Toujours affirmatif, le jeune indigène. En tout cas, c'étaient des types d'une race particulière, sans doute, affectés du signe «moins» par rapport à l'humanité… Une race intermédiaire de primitifs, peut-être des spécimens de ce genre d'anthropopithèques qui manquent à l'échelle animale…

Et alors, Llanga de raconter sommairement son histoire, après avoir, à plusieurs reprises, baisé les mains du Français et de l'Américain, retirés comme lui au moment où les entraînait le rapide et qu'il n'espérait plus revoir.

Lorsque le radeau heurta les roches, ils avaient été précipités dans le tourbillon, lui et Li-Maï…

«Li-Maï?… s'écria Max Huber.

— Oui… Li-Maï… c'est son nom… Il m'a répété en se désignant: «Li-Maï… Li-Maï…»

— Ainsi il a un nom?… dit John Cort.

— Évidemment, John!… Quand on parle, n'est-il pas tout naturel de se donner un nom?…

— Est-ce que cette tribu, cette peuplade, comme on voudra, demanda John Cort, en a un aussi?…

— Oui… les Wagddis… répondit Llanga. J'ai entendu Li-Maï les appeler Wagddis!»
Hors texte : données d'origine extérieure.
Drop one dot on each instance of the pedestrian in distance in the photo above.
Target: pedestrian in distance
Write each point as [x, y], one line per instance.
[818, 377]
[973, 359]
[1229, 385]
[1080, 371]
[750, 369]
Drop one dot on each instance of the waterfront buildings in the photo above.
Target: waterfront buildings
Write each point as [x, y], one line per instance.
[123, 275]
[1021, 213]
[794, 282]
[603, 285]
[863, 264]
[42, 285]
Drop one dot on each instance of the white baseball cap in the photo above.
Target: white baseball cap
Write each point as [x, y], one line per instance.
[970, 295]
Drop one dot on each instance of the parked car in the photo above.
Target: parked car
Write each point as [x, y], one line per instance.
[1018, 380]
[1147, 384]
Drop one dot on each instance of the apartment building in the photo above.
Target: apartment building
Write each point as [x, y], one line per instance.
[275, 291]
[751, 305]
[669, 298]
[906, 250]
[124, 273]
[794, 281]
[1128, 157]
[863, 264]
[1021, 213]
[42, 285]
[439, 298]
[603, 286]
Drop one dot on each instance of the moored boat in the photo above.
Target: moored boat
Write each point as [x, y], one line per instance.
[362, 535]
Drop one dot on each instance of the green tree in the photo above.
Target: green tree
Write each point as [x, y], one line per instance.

En réalité, ce mot n'appartenait pas à la langue congolaise. Mais, Wagddis ou non, des indigènes se trouvaient sur la rive gauche du rio Johausen, lorsque la catastrophe se produisit. Les uns coururent sur le barrage, ils se lancèrent dans le torrent au secours de Khamis, John Cort et Max Huber, les autres au secours de Li-Maï et de Llanga. Celui-ci, ayant perdu connaissance, ne se souvenait plus de ce qui s'était passé ensuite et croyait que ses amis s'étaient noyés dans le rapide.